Quem é o gato? - Fernando Sabino

Quem é o gato? Fernando Sabino



- Aí então, eu sonhei que tinha acordado. Mas continuei dormindo.

- Continuou dormindo.

- Continuei dormindo e sonhando. Sonhei que estava acordado na cama, e ao lado, sentado na cadeira, tinha um gato me olhando.

- Que espécie de gato?

- Não sei. Um gato. Não entendo de gatos. Acho que era um gato preto. Só sei que me olhava com aqueles olhos parados de gato.

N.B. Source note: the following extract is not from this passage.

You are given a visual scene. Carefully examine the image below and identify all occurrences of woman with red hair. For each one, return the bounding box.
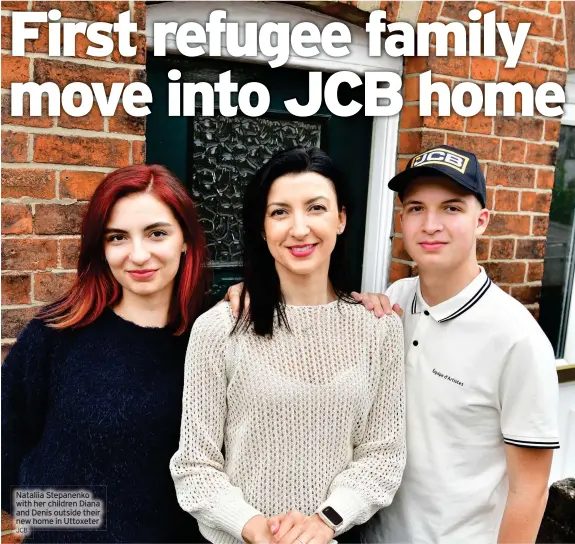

- A que você associa essa imagem?

- Não era uma imagem: era um gato.

- Estou dizendo a imagem do seu sonho: essa criação onírica simboliza uma profunda vivência interior. É uma projeção do seu subconsciente. A que você associa ela?

- Associo a um gato.

- Eu sei: aparentemente se trata de um gato. Mas na realidade o gato, no caso, é a representação de alguém. Alguém que lhe inspira um temor reverencial. Alguém que a seu ver está buscando desvendar o seu mais íntimo segredo. Quem pode ser essa alguém, me diga? Você deitado aí nesse divã como na cama em seu sonho, eu aqui nesta poltrona, o gato na cadeira… Evidentemente esse gato sou eu.

- Essa não, doutor. A ser alguém, neste caso o gato sou eu.

- Você está enganado. E o mais curioso é que, ao mesmo tempo, está certo, certíssimo, no sentido em que tudo o que se sonha não passa de uma projeção do eu.

- Uma projeção do senhor?

- Não: uma projeção do eu. O eu, no caso, é você.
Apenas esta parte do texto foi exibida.